13. Vorrichtung nach Anspruch 9, wobei die Elektrodenmaterialien jeweils ausgewählt sind aus einem elektrisch leitenden Gel, einer Flüssigkeit, einer Paste, Papier, einem Schaum, einem Schwamm, einem porösen Metall, einem porösen Keramikmaterial oder einer Kombination davon.

14. Vorrichtung nach Anspruch 1 zur Abgabe von ionisierten Substanzen an ein Säugetier durch die intakte Haut ohne mechanisches Eindringen, wobei die Vorrichtung umfaßt:

(a) eine positive Elektrode (26 A),

(b) eine negative Elektrode (26 B) und

(c) ein elektrisches Isolierungsmaterial (15 A-D) zwischen den Teilen (a) und (b), wobei die positive Elektrode (26 A), die negative Elektrode (26 B) und das elektrische Isolierungsmaterial (15 A-D) physikalisch so angeordnet sind, daß die Elektroden eine einzige gemeinsame Oberfläche der Vorrichtung zum Kontakt mit der gleichen Seite der Haut des Säugetiers darstellen.

15. Verfahren zur Entnahme einer Substanz aus oder der Abgabe einer Substanz zur Diagnose oder Behandlung eines Zustands, der eine therapeutische Behandlung erfordert, an ein Säugetier, dadurch gekennzeichnet, daß die Vorrichtung nach Anspruch 1 verwendet wird.

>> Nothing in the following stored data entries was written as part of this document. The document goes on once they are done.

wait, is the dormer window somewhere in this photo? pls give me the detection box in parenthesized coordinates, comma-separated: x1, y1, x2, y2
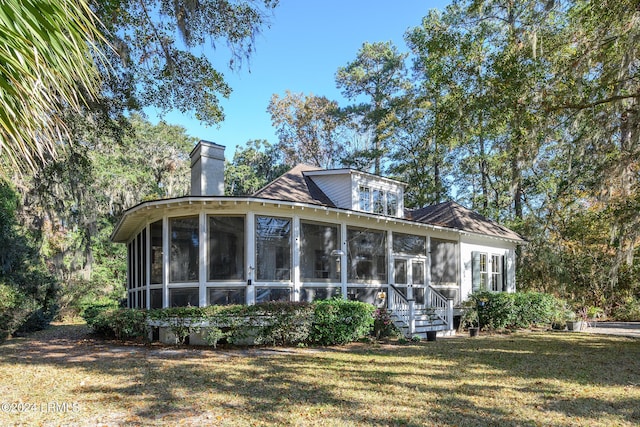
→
(359, 186, 371, 211)
(373, 189, 384, 214)
(359, 185, 398, 216)
(387, 192, 398, 216)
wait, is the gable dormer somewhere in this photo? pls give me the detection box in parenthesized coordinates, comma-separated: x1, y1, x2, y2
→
(304, 168, 405, 218)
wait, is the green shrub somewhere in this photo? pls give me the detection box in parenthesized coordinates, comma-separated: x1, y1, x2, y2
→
(86, 307, 148, 341)
(249, 302, 314, 346)
(204, 326, 226, 348)
(82, 299, 120, 331)
(83, 299, 378, 347)
(611, 297, 640, 321)
(16, 304, 58, 333)
(511, 292, 562, 328)
(0, 282, 22, 342)
(465, 291, 565, 331)
(107, 308, 148, 340)
(309, 298, 375, 345)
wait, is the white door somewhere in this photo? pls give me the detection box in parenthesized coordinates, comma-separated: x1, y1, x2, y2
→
(394, 258, 426, 307)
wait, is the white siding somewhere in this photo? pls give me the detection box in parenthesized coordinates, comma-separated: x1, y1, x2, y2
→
(459, 235, 517, 302)
(309, 174, 353, 209)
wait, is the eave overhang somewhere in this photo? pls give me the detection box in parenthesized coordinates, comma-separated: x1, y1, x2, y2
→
(111, 196, 525, 245)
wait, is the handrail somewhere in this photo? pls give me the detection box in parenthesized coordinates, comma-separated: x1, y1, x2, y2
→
(389, 284, 454, 335)
(388, 284, 412, 334)
(428, 285, 454, 330)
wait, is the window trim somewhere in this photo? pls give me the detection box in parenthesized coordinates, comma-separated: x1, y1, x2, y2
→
(207, 215, 245, 282)
(472, 251, 506, 292)
(255, 215, 292, 282)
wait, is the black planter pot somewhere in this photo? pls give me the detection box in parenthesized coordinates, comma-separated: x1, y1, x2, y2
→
(469, 327, 479, 337)
(426, 330, 437, 341)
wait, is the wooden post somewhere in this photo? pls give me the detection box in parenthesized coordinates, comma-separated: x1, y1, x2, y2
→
(447, 298, 454, 330)
(408, 298, 416, 338)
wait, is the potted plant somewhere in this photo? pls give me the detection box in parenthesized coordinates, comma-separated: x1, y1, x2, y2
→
(461, 302, 479, 337)
(551, 303, 571, 331)
(566, 307, 587, 331)
(425, 308, 438, 341)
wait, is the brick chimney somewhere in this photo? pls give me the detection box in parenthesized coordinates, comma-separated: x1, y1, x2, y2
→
(189, 140, 225, 196)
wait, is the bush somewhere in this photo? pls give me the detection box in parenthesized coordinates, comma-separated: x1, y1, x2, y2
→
(309, 298, 375, 345)
(372, 307, 398, 339)
(83, 299, 378, 347)
(85, 304, 148, 341)
(611, 297, 640, 321)
(511, 292, 562, 328)
(465, 291, 565, 331)
(249, 302, 315, 346)
(106, 308, 148, 340)
(0, 282, 22, 342)
(82, 299, 120, 331)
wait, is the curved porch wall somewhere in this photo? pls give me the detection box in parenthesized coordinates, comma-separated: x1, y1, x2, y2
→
(124, 201, 488, 308)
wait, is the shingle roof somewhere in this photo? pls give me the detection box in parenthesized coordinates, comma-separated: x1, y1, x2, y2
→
(407, 201, 525, 242)
(252, 164, 336, 207)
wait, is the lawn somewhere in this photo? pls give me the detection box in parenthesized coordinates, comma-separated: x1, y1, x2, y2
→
(0, 323, 639, 426)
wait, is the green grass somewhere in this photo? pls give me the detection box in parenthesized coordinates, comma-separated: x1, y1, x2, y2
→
(1, 323, 639, 426)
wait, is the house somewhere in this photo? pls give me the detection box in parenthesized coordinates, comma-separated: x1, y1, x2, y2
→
(111, 140, 525, 337)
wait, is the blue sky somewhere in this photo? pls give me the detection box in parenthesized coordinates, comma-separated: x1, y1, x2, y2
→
(149, 0, 451, 160)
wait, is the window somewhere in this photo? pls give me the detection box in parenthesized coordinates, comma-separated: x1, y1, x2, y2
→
(347, 227, 387, 282)
(256, 216, 291, 281)
(358, 185, 398, 216)
(150, 220, 163, 284)
(138, 233, 144, 288)
(127, 242, 133, 290)
(491, 254, 503, 291)
(139, 229, 146, 288)
(393, 233, 426, 255)
(300, 221, 340, 281)
(387, 192, 398, 216)
(430, 239, 458, 286)
(300, 287, 341, 302)
(412, 261, 425, 285)
(208, 216, 244, 280)
(394, 259, 407, 284)
(255, 287, 291, 303)
(481, 254, 488, 290)
(359, 186, 371, 211)
(347, 287, 387, 305)
(169, 287, 199, 307)
(150, 288, 163, 309)
(208, 288, 245, 305)
(169, 216, 199, 282)
(472, 252, 505, 292)
(372, 189, 384, 214)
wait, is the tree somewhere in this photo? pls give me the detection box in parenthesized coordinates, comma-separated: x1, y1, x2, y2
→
(25, 116, 196, 315)
(93, 0, 279, 126)
(539, 0, 640, 293)
(0, 0, 105, 172)
(0, 179, 57, 341)
(268, 91, 347, 168)
(225, 140, 288, 195)
(336, 41, 410, 174)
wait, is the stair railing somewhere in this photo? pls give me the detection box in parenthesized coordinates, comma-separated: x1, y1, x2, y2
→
(388, 284, 415, 337)
(427, 286, 454, 330)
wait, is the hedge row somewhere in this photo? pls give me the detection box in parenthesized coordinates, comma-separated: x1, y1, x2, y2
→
(462, 291, 567, 331)
(83, 299, 376, 346)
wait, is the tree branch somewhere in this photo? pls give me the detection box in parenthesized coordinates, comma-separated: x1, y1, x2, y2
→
(553, 93, 640, 110)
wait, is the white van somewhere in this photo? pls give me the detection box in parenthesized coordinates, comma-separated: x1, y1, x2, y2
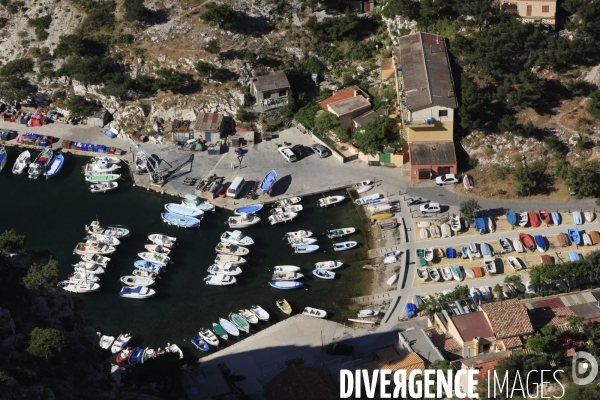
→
(227, 176, 245, 198)
(278, 146, 297, 162)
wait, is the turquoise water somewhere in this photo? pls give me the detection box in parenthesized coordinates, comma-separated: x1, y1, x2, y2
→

16. Verfahren nach Anspruch 15 zur Entnahme einer Probe aus der Haut oder den darunter liegenden Blutgefäßen eines Säugetiers durch Iontophorese einer Substanz, die bei der Diagnose oder Behandlung eines Krankheitszustands nützlich ist, wobei Elektroden (26 A,B) auf die intakte Haut des Säugetiers aufgesetzt werden, ein Strom angelegt wird, der ausreicht, die Substanz von dem Säugetier zu extrahieren, und diese im Laufe der Zeit an einer oder zwei Elektroden gesammelt wird.

17. Verfahren nach Anspruch 16, wobei die Identität und/oder Menge der entfernten Substanz auf den Gehalt und/oder die Menge analysiert wird, die im Zusammenhang steht mit dem Gehalt der Substanz in dem Säugetier.

18. Verfahren nach Anspruch 15 oder 16, wobei die überwachte Substanz eine nicht-ionische Einheit ist.

19. Verfahren nach Anspruch 18, wobei die nicht-ionische Einheit ein natürlicher Zucker ist.

20. Verfahren nach Anspruch 19, wobei der natürliche Zucker Glukose ist.

21. Verfahren nach Anspruch 20, wobei die gemessene Konzentration an Glukose zwischen etwa 0,1 und 5,0 mg Glukose pro ml Blut liegt.

22. Verfahren nach Anspruch 21, wobei der Glukosegehalt zwischen etwa 1,1 und 5,0 mg Glukose/ml Blut liegt.

23. Verfahren nach Anspruch 16 zur nicht-invasiven E ntnahme von der Oberfläche der Haut oder den darunter liegenden Blutgefäpen einer nicht-ionisierten biologisch aktiven Substanz in der Haut oder in den darunter liegenden Blutgefäßen im Körper.

24. Verfahren nach Anspruch 23, wobei die nicht-ionisierte biologisch aktive Substanz Glukose in einer Konzentration zwischen etwa 0,1 und 5,0 mg Glukose pro ml Blut eines Menschen ist.